In [1]:
from sklearn.svm import OneClassSVM
from sklearn.model_selection import KFold
import pandas as pd
import numpy as np
from sklearn.metrics import f1_score,precision_score,accuracy_score,classification_report,roc_auc_score,confusion_matrix,roc_curve,auc
from sklearn.preprocessing import StandardScaler
from sklearn.decomposition import PCA
import optuna
import matplotlib as plt

In [2]:
df = pd.read_csv('data_cleaned.csv')

## Data Preprocessing for Training

In [3]:
# Data Preprocessing
df_normal = df[df['label'] == 0]
df_anomalous = df[df['label'] == 1]
df_normal = df_normal.drop(columns=['label'])
df_anomalous = df_anomalous.drop(columns=['label'])
# Data Distribution
print(f"Normal: {len(df_normal)}, Anomalous: {len(df_anomalous)}")

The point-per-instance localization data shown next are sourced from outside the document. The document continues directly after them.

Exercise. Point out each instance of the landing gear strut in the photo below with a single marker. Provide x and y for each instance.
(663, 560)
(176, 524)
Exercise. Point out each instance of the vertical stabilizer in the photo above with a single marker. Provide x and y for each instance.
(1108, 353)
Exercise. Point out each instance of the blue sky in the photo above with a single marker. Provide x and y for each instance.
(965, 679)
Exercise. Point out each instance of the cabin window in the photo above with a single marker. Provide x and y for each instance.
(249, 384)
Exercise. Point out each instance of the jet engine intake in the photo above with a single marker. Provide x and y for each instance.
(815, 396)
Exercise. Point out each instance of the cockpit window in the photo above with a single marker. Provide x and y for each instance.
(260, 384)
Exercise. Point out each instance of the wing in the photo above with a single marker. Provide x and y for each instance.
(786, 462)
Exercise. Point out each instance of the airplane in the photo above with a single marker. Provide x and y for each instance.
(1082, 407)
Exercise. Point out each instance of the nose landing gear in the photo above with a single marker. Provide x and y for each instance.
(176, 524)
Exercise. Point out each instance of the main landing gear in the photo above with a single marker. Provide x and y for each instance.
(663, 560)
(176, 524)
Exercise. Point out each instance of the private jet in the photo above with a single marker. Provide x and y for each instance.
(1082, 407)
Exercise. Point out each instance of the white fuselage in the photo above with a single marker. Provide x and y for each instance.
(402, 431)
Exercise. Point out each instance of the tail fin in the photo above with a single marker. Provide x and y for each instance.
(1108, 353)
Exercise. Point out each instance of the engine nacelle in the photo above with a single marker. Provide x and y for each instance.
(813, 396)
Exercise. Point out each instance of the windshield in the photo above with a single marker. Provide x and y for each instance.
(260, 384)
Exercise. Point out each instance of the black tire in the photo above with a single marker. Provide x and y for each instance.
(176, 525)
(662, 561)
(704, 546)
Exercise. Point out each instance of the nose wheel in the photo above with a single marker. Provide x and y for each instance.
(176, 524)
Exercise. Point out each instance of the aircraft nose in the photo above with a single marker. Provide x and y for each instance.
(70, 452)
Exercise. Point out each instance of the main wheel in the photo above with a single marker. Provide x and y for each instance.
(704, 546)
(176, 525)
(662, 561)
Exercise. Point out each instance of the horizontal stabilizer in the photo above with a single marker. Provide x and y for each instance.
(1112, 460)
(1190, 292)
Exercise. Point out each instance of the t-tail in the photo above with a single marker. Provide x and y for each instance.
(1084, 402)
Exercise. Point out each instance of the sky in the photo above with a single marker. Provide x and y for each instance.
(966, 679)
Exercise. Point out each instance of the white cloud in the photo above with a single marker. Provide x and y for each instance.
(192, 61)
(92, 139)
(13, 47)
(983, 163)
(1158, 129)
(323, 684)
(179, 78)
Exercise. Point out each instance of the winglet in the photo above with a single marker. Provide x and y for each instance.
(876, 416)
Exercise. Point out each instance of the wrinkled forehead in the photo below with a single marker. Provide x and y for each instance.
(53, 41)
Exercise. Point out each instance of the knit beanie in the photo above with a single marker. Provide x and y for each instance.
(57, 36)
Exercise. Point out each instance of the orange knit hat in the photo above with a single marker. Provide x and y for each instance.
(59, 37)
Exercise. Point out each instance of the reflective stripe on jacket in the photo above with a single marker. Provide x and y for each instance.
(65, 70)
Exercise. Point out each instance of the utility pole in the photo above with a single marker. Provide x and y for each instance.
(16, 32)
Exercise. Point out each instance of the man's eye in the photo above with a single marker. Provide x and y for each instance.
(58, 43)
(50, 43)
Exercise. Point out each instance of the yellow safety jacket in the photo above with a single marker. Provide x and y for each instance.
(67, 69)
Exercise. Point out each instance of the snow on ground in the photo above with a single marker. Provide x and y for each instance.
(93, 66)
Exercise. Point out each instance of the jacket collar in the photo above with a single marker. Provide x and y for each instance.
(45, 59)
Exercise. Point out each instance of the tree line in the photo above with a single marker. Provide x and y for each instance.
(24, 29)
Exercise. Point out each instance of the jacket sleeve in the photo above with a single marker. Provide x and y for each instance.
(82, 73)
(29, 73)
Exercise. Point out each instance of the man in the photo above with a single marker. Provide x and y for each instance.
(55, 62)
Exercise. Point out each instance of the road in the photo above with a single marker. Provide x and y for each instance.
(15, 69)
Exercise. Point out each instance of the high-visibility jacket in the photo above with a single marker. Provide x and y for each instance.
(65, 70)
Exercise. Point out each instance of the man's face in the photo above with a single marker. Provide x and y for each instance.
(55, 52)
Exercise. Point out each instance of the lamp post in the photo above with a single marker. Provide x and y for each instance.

Normal: 569877, Anomalous: 20663


## Training the Model

- **K-fold cross-validation** was used to ensure the model was trained on different subsets of the data. Since only a subset of the normal class was used for testing, relying on a single split might not provide the most reliable results. K-fold cross-validation helps mitigate this issue by training the model across multiple data folds, leading to a more robust evaluation.

In [None]:
# Create a KFold object with 10 splits
kf = KFold(n_splits=10, shuffle=True, random_state=42)
# Initialize an empty list to store the results
results = []
# Iterate through the folds
for train_index, test_index in kf.split(df_normal):
    # Split the data into training and test sets
    X_train, X_test = df_normal.iloc[train_index], df_normal.iloc[test_index]
    y_test = np.full(len(X_test), 0)
    # add anomalous data to the test set
    X_test = pd.concat([X_test, df_anomalous])
    y_test = np.concatenate([y_test, np.full(len(df_anomalous), 1)])
    
    # Train the One Class SVM model
    model = OneClassSVM(kernel='rbf', gamma='scale', nu=0.1)
    model.fit(X_train)
    
    # Predict the labels for the test set
    y_pred = model.predict(X_test)
    y_pred = [1 if x == -1 else 0 for x in y_pred]
    
    # Calculate the F1 score
    f1 = f1_score(y_test, y_pred, pos_label=1)
    precision = precision_score(y_test, y_pred, pos_label=1)
    accuracy = accuracy_score(y_test, y_pred)
    
    # Append the results to the list
    results.append({
        'f1': f1,
        'precision': precision,
        'accuracy': accuracy
    })
    
print(f"F1 Score: {np.mean([result['f1'] for result in results])}")
print(f"Precision: {np.mean([result['precision'] for result in results])}")
print(f"Accuracy: {np.mean([result['accuracy'] for result in results])}")
print(f"Classification Report: {classification_report(y_test, y_pred)}")

The OneClass SVM models are not working well for higer dimensional data. Its taking lot of time nearly 3-4 hours to train them and they are just giving comparable or worse results than the Isolation Forest and AutoEncoder models. Which are just taking at max few minutes to train. So the study on OneClass SVM is not done thoroughly.